Many began as seasonal guards and worked their way into management roles and must stay certified as instructors in an array of advanced emergency, scuba and rescue techniques, said Brent Jacobsen, president of the Lifeguard Management Association, the lifeguards' union.

The sudden outcry about the babewatch lifeguards of Newport Beach stems from a local newspaper editorial about the salaries, which have almost single-handedly caused all of California's budget woes. There's also this SHOCKING video expose by David Spady, head of Americans for Prosperity's California chapter, who doesn't seem to hate all the lifeguards—just the ones drinking champagne, receiving pensions, and benefiting from all that union intervention:

The most respectable way to get rich and famous in America is by doing work that requires no physical labor, like being a CEO. (Luckily, our kids seem to be catching on to this, which is why they're abandoning lifeguard jobs for lucrative and prestigious corporate internships.) But the rich and famous Newport Beach lifeguards are making more than some of America's CEOs, and they don't even have MBAs. A letter by retired and pensionless oil company man Leonard Musgrave to The Orange County Register sheds light on the injustice of this situation:

"I supervised 13, 14 engineers when I was working and I was making $111,000 when I retired three years ago with an MBA and a technical engineering degree ... I mean, come on! All you have to do is look at good-looking women at the beach. I mean, they shouldn't even get paid! I'd do it for 10 percent of that pay. That's a good job."

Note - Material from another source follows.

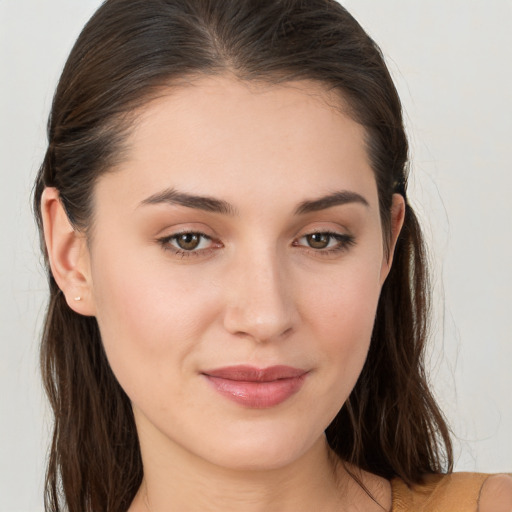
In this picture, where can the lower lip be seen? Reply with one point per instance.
(257, 395)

Musgrave doesn't explain how getting to ogle "good-looking women at the beach" would benefit, say, hetero female lifeguards raking it in on the public till, but maybe he'll explain this in a follow-up letter.

Meanwhile, the city manager of Newport Beach is now talking about turning some of the full-time lifeguards into part-time ones, so that California won't be broke anymore. Doing this won't reverse all the years of lifeguard largesse, but it will definitely teach these life-saving loungeabouts a lesson about having realistic expectations. As a local councilwoman explains, "Because of the compensation, lifeguarding has evolved from a brief and youthful interlude into a career and that's probably what's most shocking." Indeed: having careers is not at all what America's about these days.